This example is meant to give an example use case for OpenAPI spec generated clients.
This example is specific to Python, but generalizable to other languages.
The generated client code contains all the endpoint definitions for the Conjur APIs.
Documentation regarding format and use of OpenAPI client instances and their functions is
generated with the client, and can be found in the docs
folder of the client library.
The documentation is formatted in markdown language. While comprehensive, it is hard
to read unless you create a repo or use other means to format the markdown.
There is also setup code that will load the client library into a Python application environment.
For this example, you will need to:
- clone or otherwise replicate the Conjur OpenAPI spec repo at: https://github.com/cyberark/conjur-openapi-spec
- create a Conjur Enterprise cluster (a leader node at minimum)
There are three steps to running the demo:
- edit the config file
- run the start script
- edit/run the test python client
You first need to edit the 0-config.sh file with:
- the path to the OpenAPI spec repo
- specific values for your Conjur Enterprise environment.
This script only needs be run once. It will:
- source the config.sh file;
- generate a Python client library named "py_client" in the current directory;
- start a Python container that mounts the generated library and a test application;
- load the Python client library in the application environment;
- run 2-run_python_test_app.sh script to run the test application in the container.

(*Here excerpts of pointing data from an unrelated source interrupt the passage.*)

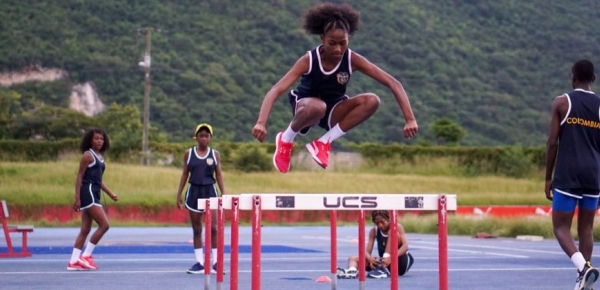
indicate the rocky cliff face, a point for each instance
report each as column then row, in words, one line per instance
column 84, row 96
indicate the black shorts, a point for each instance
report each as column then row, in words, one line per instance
column 404, row 263
column 195, row 192
column 89, row 195
column 325, row 121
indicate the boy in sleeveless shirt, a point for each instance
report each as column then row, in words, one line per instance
column 573, row 169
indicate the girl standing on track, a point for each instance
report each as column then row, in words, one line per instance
column 202, row 165
column 88, row 185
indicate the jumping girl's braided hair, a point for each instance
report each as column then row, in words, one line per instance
column 86, row 141
column 328, row 16
column 382, row 213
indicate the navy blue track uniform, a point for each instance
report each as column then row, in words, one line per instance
column 202, row 178
column 577, row 169
column 404, row 261
column 91, row 183
column 329, row 86
column 578, row 160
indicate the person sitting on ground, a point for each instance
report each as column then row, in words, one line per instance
column 379, row 266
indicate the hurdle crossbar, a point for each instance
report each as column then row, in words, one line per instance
column 442, row 203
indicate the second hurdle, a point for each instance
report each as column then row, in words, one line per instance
column 442, row 203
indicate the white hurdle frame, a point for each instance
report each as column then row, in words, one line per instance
column 442, row 203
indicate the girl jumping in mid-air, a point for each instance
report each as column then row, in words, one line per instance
column 320, row 98
column 379, row 266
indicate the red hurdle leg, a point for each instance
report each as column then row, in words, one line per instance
column 220, row 243
column 393, row 234
column 256, row 247
column 207, row 245
column 361, row 250
column 333, row 236
column 235, row 225
column 443, row 242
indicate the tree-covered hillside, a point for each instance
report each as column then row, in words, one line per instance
column 491, row 66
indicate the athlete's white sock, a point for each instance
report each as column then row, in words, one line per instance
column 75, row 255
column 213, row 256
column 578, row 260
column 89, row 249
column 332, row 134
column 288, row 135
column 199, row 255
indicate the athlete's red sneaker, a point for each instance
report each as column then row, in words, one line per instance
column 319, row 151
column 283, row 154
column 77, row 266
column 89, row 262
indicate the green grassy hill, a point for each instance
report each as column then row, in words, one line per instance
column 491, row 66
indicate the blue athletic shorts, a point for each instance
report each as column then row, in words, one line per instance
column 195, row 192
column 567, row 199
column 325, row 122
column 89, row 194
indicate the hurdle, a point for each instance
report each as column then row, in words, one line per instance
column 442, row 203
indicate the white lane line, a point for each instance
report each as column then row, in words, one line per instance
column 511, row 249
column 475, row 252
column 283, row 271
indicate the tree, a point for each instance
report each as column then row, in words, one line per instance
column 447, row 131
column 51, row 123
column 10, row 108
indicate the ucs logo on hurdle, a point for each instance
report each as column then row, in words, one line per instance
column 350, row 202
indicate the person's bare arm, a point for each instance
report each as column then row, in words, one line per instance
column 359, row 63
column 86, row 160
column 557, row 112
column 184, row 174
column 370, row 244
column 300, row 67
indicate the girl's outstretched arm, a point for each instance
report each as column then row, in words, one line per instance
column 300, row 67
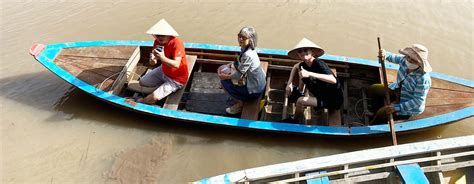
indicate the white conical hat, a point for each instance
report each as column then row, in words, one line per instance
column 305, row 43
column 162, row 28
column 420, row 54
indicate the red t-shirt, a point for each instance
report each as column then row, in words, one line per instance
column 175, row 48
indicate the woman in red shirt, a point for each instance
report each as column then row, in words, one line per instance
column 173, row 72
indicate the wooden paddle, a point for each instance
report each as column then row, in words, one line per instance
column 387, row 96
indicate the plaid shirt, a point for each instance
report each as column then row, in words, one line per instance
column 415, row 87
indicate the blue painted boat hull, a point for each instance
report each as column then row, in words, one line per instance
column 47, row 55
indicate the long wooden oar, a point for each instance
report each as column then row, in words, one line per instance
column 387, row 96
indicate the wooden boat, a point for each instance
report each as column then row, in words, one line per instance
column 108, row 70
column 422, row 162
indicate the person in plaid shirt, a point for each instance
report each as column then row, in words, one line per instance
column 411, row 88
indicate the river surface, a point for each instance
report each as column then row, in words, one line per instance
column 52, row 133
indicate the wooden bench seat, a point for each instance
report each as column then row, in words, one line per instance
column 412, row 173
column 172, row 101
column 251, row 108
column 322, row 180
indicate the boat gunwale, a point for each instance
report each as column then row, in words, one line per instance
column 342, row 159
column 47, row 56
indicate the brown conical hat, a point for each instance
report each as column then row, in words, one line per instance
column 305, row 43
column 162, row 28
column 418, row 53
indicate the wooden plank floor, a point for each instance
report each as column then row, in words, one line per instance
column 206, row 95
column 94, row 64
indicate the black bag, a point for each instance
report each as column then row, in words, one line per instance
column 295, row 94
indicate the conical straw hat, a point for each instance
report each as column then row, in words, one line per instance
column 305, row 43
column 162, row 28
column 420, row 54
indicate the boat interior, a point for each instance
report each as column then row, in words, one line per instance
column 117, row 69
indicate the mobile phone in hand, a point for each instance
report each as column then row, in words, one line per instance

This script runs the python application in the container. The app exercises several API endpoints and is largely built from the code samples in the documentation. The app will:
- Authenticate as an admin user
- Load policies
- Rotate a non-admin user's API key
- Store and retrieve secrets
- Delete a secret
The Python example application is in the bin directory and mounted in the Python container. You can edit the app then run it in the container to test it. It is meant to provide you with a framework for experimentation.